Acquaintance with Time in Early Autumn” (1980). Content and Description
“Acquaintance with Time in Early Autumn” first appeared in the collection Being Here: Poetry 1977-1980 (1980). In the final part of this collection, from which this poem is drawn, the poetic voice describes life in old age, the “autumn” of our lives. The poem is written in free verse, without regular rhyme or metrical patterns, and its lines and stanzas vary in length. The first-person speaker whose voice we hear contemplates the nature of time, the nature of the self, and the changing seasons. For the poem’s speaker, human life cannot be conceived apart from time, rendering us unable to comprehend it in its purest form.
True insight into the nature of time remains just outside our understanding, beyond our grasp. Throughout the poem Warren uses philosophical language concerned with what our lives mean, our existence—the reality philosophers often refer to as being. In “Acquaintance with Time in Early Autumn” Warren ruminates on how we understand and experience our own mortality and how we, as the natural world does, change. It is one of the Warren poems that treat the exploration of the self in a time-bound world and explore the paradox of living in a world to which we have no permanent connection.
The natural world, with its changing seasons, may mirror the stages of our lives, but, as with God, we cannot communicate with it; our language, including poetic speech, always falls short. For the speaker of the poem, we live a bound life controlled by time and limited by language. This awareness causes the speaker to react with anger and a bitter hatred for the one who fashioned the universe this way: God.

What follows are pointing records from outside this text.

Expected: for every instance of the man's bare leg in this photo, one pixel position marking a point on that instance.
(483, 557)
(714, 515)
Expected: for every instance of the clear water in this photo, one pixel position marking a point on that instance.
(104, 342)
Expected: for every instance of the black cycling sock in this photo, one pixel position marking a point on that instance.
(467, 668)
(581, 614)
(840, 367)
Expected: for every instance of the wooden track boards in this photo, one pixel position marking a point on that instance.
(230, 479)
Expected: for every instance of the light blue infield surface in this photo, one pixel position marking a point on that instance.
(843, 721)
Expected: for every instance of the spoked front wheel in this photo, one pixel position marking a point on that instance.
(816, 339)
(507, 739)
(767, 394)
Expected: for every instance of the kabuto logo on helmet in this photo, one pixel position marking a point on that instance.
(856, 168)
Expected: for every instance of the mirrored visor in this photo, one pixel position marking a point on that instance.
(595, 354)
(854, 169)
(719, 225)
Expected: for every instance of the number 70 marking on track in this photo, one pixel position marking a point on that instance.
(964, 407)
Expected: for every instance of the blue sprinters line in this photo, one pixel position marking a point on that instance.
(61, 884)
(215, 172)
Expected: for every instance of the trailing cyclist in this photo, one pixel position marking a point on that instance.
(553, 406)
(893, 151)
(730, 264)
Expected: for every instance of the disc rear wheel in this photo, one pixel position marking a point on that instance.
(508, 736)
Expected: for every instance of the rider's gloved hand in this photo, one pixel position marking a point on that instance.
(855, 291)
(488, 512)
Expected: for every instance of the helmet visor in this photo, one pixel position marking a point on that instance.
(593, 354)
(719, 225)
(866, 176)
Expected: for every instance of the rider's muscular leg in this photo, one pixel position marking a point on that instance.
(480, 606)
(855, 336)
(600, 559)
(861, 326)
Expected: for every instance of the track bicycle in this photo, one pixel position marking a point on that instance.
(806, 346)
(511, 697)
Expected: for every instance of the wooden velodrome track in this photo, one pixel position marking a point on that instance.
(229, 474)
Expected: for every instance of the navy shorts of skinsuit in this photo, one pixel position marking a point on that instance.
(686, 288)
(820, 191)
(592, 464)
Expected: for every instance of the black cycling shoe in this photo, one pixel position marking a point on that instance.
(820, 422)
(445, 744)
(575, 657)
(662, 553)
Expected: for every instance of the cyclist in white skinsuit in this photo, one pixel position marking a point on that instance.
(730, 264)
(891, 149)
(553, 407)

Warren uses a series of images from nature to explore complex philosophical issues, drawing comparisons between nature and our lives. The speaker lies floating in a “a mountain pool,” looking up at “one lone leaf” (3.19-20). The leafis a symbol, something that signifies an idea or object beyond itself: in this case, the universal journey from birth to death mediated by time. The tree that the leaf hangs from symbolizes life, while the cold black water that the speaker lies on symbolizes death. The leaf dramatizes the passage from birth to death when, in stanzas 7 and 8, it detaches and floats down to the water.
In “Acquaintance with Time in Early Autumn” the speaker both savors and laments time’s passing, celebrating the natural beauty brought about by seasonal change and simultaneously regretting mortality, the change time inevitably causes. Warren expresses time’s polar extremes in the poem’s final stanza, which describes life using a metaphor of currency: Life is the “payment” given by the “heart,” a “dime-thin, thumb-worn, two-sided, two-faced coin” (11.1).
For Warren, to live is to deal with change and passing: the movement of time, which is at once active, alive, and also decaying, moving toward death, something expressed by the coin’s two-sidedness in the poem’s last lines.
For Discussion or Writing:
1. According to the poem, how do the seasons reflect our lives?
2. If on one level the poem is about becoming aware of death, what truths does the poem tell us? What significance does the awareness of mortality have?
3. What is it that the water’s “one cold claw” releases in line 28? Why do you think the persona chooses to describe it as “a single drop?” How does this relate to the water symbolism throughout the poem?